Utilising Key Levels
Utilising Key Levels
We talk about Key levels quite a lot in our strategy but so far have never really covered them in much detail. It was only right we made an episode to cover how we use them and what to look out for.
A key level is essentially a rounded number for example, this could be 1.00000 on a pair such as USDCHF or a level such as 1.26000 on GBPUSD. It is essentially that these levels lineup with a clear market structure in order to add value to our trading.
It is important to note that some pairs will respect key levels more than others, what you will often find is that the top 4-5 most traded currency pairs will respect key levels much more than their more exotic brothers. It’s a great idea to backtest this to get a better understanding of how different pairs react to these Key Levels.
We use Key levels in 2 ways. To provide us protection and to use as an added confluence.
Added confluence
Key levels often provide a great level of support or resistance to your trade. If your area of interest is on or around a key level there is a good chance that institutional traders will be interested in the same region, key levels often line up with where these institutional traders will be placing their Buy or Sell orders. Of course, it is always good to have institutional traders on your side of the trade so straight away this is a positive. These guys can often give your trade the boost it needs to trigger other traders/algorithms.
Let’s look at an example:

This is an example of GBPCAD using 1.70000 as a key level.
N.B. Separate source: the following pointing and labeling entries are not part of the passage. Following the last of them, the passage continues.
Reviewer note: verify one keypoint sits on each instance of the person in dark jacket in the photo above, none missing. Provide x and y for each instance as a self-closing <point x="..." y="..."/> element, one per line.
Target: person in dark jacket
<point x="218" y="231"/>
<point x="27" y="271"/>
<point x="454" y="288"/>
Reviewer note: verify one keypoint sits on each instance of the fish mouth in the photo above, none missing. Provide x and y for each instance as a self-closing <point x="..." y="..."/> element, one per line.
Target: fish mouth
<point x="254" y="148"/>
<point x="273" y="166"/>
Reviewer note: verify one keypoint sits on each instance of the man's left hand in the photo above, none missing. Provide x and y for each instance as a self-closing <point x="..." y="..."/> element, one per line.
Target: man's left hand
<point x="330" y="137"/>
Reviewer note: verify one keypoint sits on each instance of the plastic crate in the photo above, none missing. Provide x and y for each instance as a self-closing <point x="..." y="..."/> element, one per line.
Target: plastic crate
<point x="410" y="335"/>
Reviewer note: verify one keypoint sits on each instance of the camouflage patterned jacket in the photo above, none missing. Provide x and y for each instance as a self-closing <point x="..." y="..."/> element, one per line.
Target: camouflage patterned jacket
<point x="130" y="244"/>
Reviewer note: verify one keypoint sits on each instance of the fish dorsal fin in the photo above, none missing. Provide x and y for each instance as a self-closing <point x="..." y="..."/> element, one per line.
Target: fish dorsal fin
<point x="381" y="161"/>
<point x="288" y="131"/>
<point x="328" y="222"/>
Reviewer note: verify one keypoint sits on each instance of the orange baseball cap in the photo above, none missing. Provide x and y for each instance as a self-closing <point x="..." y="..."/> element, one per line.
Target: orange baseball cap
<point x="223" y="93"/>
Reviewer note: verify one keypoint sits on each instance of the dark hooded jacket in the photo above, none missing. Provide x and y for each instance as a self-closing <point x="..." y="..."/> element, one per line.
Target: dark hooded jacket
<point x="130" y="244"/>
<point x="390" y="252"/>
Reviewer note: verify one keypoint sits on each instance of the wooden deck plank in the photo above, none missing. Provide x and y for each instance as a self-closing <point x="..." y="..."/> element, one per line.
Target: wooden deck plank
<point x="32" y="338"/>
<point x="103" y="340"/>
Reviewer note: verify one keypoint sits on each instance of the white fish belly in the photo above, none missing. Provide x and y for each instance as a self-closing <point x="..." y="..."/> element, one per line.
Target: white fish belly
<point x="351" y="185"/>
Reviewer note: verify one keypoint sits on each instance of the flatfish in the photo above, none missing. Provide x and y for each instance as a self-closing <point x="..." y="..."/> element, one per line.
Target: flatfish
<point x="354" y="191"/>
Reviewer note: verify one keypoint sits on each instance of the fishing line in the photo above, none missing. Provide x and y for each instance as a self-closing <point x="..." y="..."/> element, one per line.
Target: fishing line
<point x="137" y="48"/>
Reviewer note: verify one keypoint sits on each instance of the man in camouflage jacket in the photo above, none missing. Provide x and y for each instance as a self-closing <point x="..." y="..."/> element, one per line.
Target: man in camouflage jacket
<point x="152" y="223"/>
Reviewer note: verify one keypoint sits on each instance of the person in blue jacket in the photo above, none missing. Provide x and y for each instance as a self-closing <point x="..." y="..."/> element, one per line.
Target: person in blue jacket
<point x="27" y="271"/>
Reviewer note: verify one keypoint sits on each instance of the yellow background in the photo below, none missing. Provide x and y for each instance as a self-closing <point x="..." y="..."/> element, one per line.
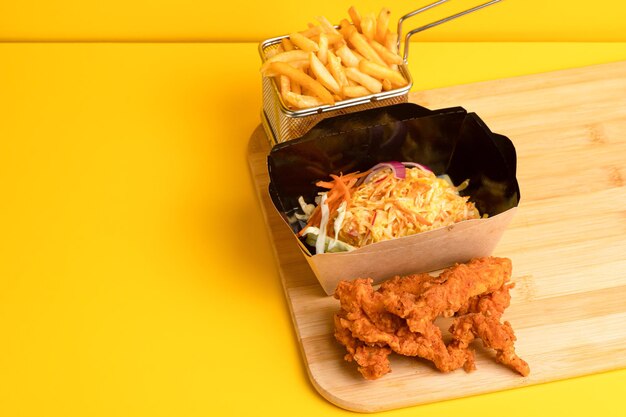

This is actually more of an intraday trade using our Pattern Play Strategy. In this example we have a descending channel pattern on the completion of it’s 3rd touch react perfect with previous market structure at 1.70000. In this example we would be using the key level as a true confluence in our trade as it lines up with our other confluences. You can see just by studying price action around this level just how much it does not like it. There are multiple occasions when price rejects heavily from the 1.79000 signifying that there is maybe the trend is exhausted and that the bulls will be entering the market. We have drawn out the RR tool so you know where we will be looking to get into this trade. Let’s now jump into the other scenario where we use Key Levels in our Trading.
Protection
Key Levels can also be used as a great way to protect your trade. Sometimes your area of interest might just be above or below a key level that has been respected in the past. However all your trading plan confluences line up to take the trade just under the key level (there is nothing wrong with this). In this scenario we can use the key level as a form of protection for our stop loss. If we were to enter above the Key level we would then place our stop loss comfortably below the level to avoid manipulation they may come in. This is so if the trade goes against us we will have that extra ‘fail safe confluence to turn the trade in our originally planned direction.
Let’s look at an example:

Here is EURCHF (a pair that really likes to respect key levels) as you can see price action was really slowing down just above 1.05000. If you were to look on the HTF here there have been multiple occasions going all the way back to the late 00’s where this level has been respected. So it is a true key level. Of course there are confluences to enter a trade long here we have a really nice slow down in price action forming a ‘falling wedge’ pattern that coincided with a local double bottom. Price action did not have to reach the 1.05000 to pop to the upside and it didn’t! However if we were to enter this trade we would look to have our stop loss placed below 1.050000 as an added protection.